Mark goes upstairs and looks for Rose, then meets Daria Nicolindi, Rose's friend. They end up finding these back passageways, where they get separated. She goes upstairs and gets cats whipped at her head (someone offscreen is literally throwing live cats at her head), and he goes downstairs, where is soon nearly passes out. He ends up in the lobby where he is found by two creepy women, one of whom says "He says it's his heart," and the other nefariously replies "Then he needs some HEART MEDICINE." He wakes the next day and is fine.

So Mark goes next door to the antique dealer's, and finds him none too friendly or helpful. The dealer is being plagued by the satanic cats that chill around the building, so he catches them all and takes them to Central Park to drown them. This man walks on crutches and starts wading into one of the ponds--on crutches. Is that a wise move? You tell me. He ends up falling, and is soon beset by rats, during an eclipse which, hey, you might have thought would be significant. A nearby hot dog vendor hears his screams and comes to help! Except--oh, I guess he wasn't coming to help, then.

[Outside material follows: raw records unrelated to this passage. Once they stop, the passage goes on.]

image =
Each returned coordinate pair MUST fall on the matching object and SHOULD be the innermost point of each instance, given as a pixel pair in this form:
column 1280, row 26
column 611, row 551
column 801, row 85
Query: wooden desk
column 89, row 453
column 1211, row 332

Meanwhile we learn that one of the landladies is killing residents and taking their valuables. One of her schemes results in an apartment catching on fire, which will continue to spread during the final scenes. Mark finds that there are secret passageways between each floor, and a whole secret infrastructure to the building, leading him downstairs to a basement, where he meets an old man and learns of the three mothers. Then--why look, it's one of the mothers now, and she reveals herself--as death! Woah. By then the whole place is on fire, and Mark makes it out, and it burns down, the end.

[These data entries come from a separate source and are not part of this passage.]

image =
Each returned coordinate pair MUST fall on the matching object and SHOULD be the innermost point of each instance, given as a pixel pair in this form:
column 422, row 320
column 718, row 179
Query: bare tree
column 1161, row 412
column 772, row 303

So, you know, amusing enough, as far as it goes. Which isn't all that far, since there's no comprehensible story, no drama, nothing to be done or solved or figured out, and thus nothing to really get involved with. It really is just a series of vaguely connected horror set pieces, which wouldn't work at all... if some of the set pieces weren't so darn awesome. But they are. Some of them become pretty scary in their own right, and some of them are just so weirdly over-aestheticized--the the whole furnished room underwater or the strangely beautiful blue and red attic, that they kind of work in themselves. But after a while you realize that none of this is going anywhere and none of it is adding up to anything, and that can make interest flag. I can only imagine how frustrated I'd be if I hadn't known up front not to expect any sense-making, and was trying to figure out what's going on.

So if you're up for a bunch of vaguely-connected set pieces, go for it. Don't expect it to make any sense, and you'll be fine. Only, the fact that there's barely a story and none of it comes to anything also makes this purely inessential, and for Argento completists only. Which is fine, in it's own way.

Should you watch it: 

If you're a total Argento fan. Utterly inessential for anyone else.